Counter visits: if the count lever is up, add $1$ to your tally and push it down. Otherwise flip the dummy lever.

The Counter declares when the tally reaches $T = 2(N - 1) = 198, \qquad N = 100.$

Why $T = 198$ guarantees correctness. The count lever gets pushed up only by a drone (its starting position aside), and each drone is allowed at most two “up” contributions; so drones can supply at most $2 \cdot 99 = 198$ ups. If the lever started up the Counter may gain one phantom count on his first visit; total ups available is at most $199$ . The point: tally $= 198$ forces at least $197$ drone-ups, and if any single drone had contributed $0$ the other $98$ drones could supply at most $196 < 197$ . So every drone has visited at least once, hence all $100$ prisoners have visited. (The official write-up sets the threshold at $199$ for added safety; the cleanly correct minimum is $198$ , and the simulation below uses it.)

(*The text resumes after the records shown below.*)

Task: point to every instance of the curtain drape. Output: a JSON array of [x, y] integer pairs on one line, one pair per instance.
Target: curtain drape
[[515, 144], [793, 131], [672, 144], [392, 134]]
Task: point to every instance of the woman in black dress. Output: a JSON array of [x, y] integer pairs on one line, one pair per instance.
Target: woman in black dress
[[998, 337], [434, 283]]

Why $T = 198$ is reached in finite time. Each drone is visited infinitely often almost surely, and so is the Counter; whenever the Counter visits a non-down lever he resets it, making fresh room for the next drone-up. The tally climbs without bound (until it stops at $198$ ).

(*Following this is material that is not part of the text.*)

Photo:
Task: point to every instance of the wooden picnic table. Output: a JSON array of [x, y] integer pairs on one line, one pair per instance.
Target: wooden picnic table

Average number of trips. A crude estimate: the Counter is visited about once every $N$ trips and needs to register $198$ counts, so $\approx 198 N = 19{,}800$ trips. The actual mean is slightly larger because not every Counter visit finds the lever up; the standard analysis via the negative binomial distribution, and direct simulation, give $\boxed{\,\mathbb{E}[\text{trips}] \approx 20{,}500.\,}$ If each visit takes one minute round the clock, the prisoners go free in roughly two weeks.

The computation

Simulate the strategy directly. Initialise the two levers to a random configuration; pick prisoners uniformly with replacement; apply the rules above; record the number of trips until the Counter’s tally hits $199$ . Repeat many times and average.

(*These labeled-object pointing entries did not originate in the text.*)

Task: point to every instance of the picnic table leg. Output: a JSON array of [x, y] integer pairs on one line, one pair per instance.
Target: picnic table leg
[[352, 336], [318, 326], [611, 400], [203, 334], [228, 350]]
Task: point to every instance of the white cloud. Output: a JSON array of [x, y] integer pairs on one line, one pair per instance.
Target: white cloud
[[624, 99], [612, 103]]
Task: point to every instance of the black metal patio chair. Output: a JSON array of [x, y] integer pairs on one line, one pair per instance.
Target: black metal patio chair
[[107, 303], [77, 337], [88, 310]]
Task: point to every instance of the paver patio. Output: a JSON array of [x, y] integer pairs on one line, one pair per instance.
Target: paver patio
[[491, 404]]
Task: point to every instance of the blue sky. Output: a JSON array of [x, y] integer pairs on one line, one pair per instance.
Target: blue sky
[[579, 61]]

Random initial lever states; drone “ups remaining” set to $2$ each; tally $0$ .
Draw the next prisoner uniformly from $\{1,\dots,100\}$ .
Apply the Counter or drone rule. Increment the trip counter.
Stop when tally $= 198$ .
Average the stopping time over independent trials.

import random

def trial(seed, N=100, T=198):
    rng = random.Random(seed)
    count_up = rng.random() < 0.5
    ups_left = [2] * (N - 1)
    tally, trips = 0, 0
    while tally < T:
        trips += 1
        p = rng.randrange(N)
        if p == N - 1:                           # the Counter
            if count_up:
                tally += 1
                count_up = False
            # else flip dummy: state unchanged for this model
        else:                                    # a drone
            if (not count_up) and ups_left[p] > 0:
                count_up = True
                ups_left[p] -= 1
            # else flip dummy
    return trips

samples = [trial(s) for s in range(200)]
print(round(sum(samples) / len(samples)))        # ~20,400

The mean of the simulated stopping times clusters around $20{,}500$ trips, in agreement with the boxed value.